Based on information obtained from dental maturation, long-bone growth and growth-plate fusion, Dr. Bass determined that the victim was between the ages of fourteen and sixteen. Noting characteristics of the cranium and the pubic bones, he determined that the skeleton belonged to a female and that her body had been in the woods for two years. Characteristics of the head and face determined that she was Caucasian; other features indicated that she was between 5’ and 5’3” tall.
An abundance of jewelry was found among the remains: four silver rings, three chains and four pendants. One pendant held a small gold crab.
Media coverage began immediately. Articles emanated from the Crossville Chronicle, the Knoxville News-Sentinel, the Knoxville Journal and the Chattanooga Times. “Skeleton of young woman found,” they announced; then, “Nationwide search launched to learn victim’s identity.” A southeast regional teletype went out to law enforcement agencies followed by a nationwide alert requesting help in identifying the remains. Messages began coming in from around the country. A spokesperson for the television show America’s Most Wanted called inquiring as to whether a known fugitive could be linked to the victim, and if so, the producers requested to be notified; they would be interested in filming an episode.
On Tuesday more details of the case were featured on the Knoxville evening news. Susan was watching. There was Dr. Bass holding the skull, examining it and discussing his forensic findings with a reporter. A vial of formaldehyde containing the victim’s hair was held up for dis
play. The image of the dark curl suspended in liquid burned a memory in Susan’s mind that she would never be able to forget. And then the reporter described the jewelry, including the crab pendant.
Susan called Anita.
Tears spilled down Anita’s cheeks, soaking into her sweater as she reached for a box of tissues. Looking back, she had always known how this would end. That first night after Michelle had disappeared, after the chase with Larry Lee Smith when Anita had come home consumed by panic and fear, her mother’s intuition had told her the outcome. “I just knew at that point that Michelle was dead,” she later confided. “I felt it.” But it was a feeling that Anita had pushed down as far as she could for as long as she could. Two whole years. But she knew for certain now. Before Dr. Bass could confirm an identity, she knew that the female who had spent the last two years alone with the sounds of the forest on that remote Cumberland County hillside was Michelle.
When Agent DeVuono and KPD Homicide Investigator Randy York arrived at Anita’s house to give her an update, they saw that she already knew. “Her heart was broken,” observed York, who had just been assigned to the case. “I felt so bad for her.”
Twenty-nine teeth of the victim were retrieved from the site.

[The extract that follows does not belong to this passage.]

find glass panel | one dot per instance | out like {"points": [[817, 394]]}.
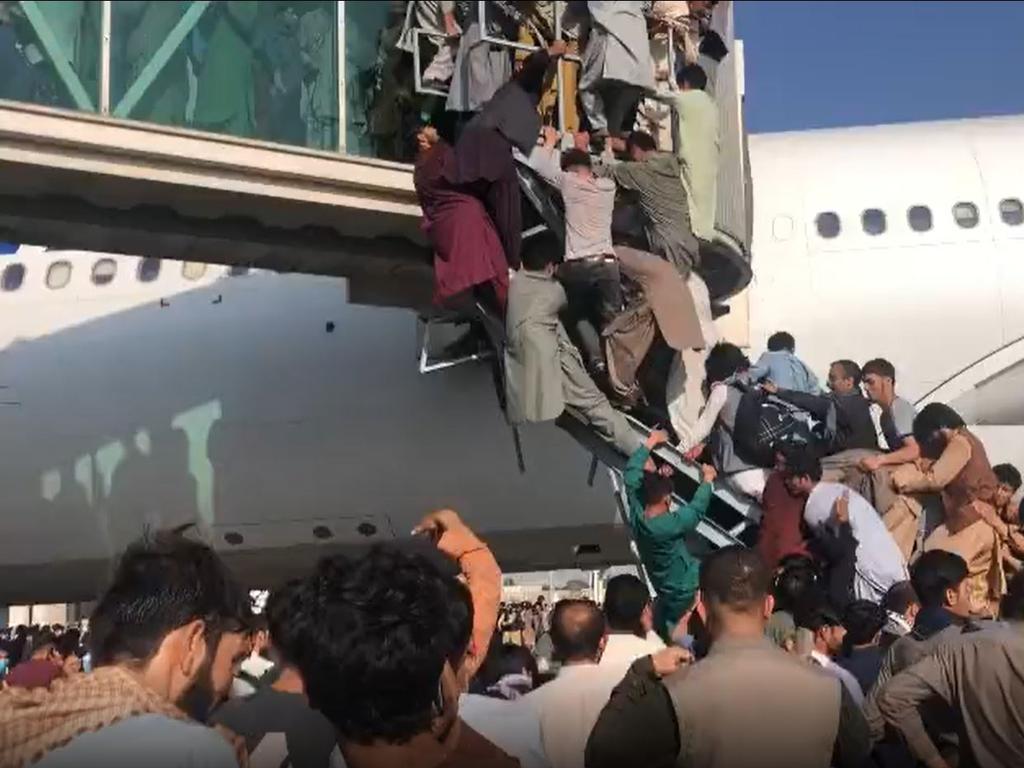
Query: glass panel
{"points": [[103, 271], [148, 269], [873, 221], [1012, 212], [827, 224], [49, 52], [966, 215], [13, 276], [249, 69], [920, 218], [58, 274]]}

On Wednesday, January 25th, dental bitewing radiographs were produced from the remains by Dr. R. Douglas Beals, Michelle’s dentist and uncle, and Dr. Bass and his staff. These were compared with ones taken of Michelle’s teeth three years earlier in her uncle’s office.
Both men determined that they had found a match. Jane Doe No. 89-01 was now positively identified as Michelle Denise Anderson, date of birth 6/24/71; last seen 1/10/87; remains found 1/22/89. Agent DeVuono was present in Dr. Bass’s lab when he made the announcement. Dr. Bass held up the skull in triumph. Another forensic case solved. Agent DeVuono felt crestfallen.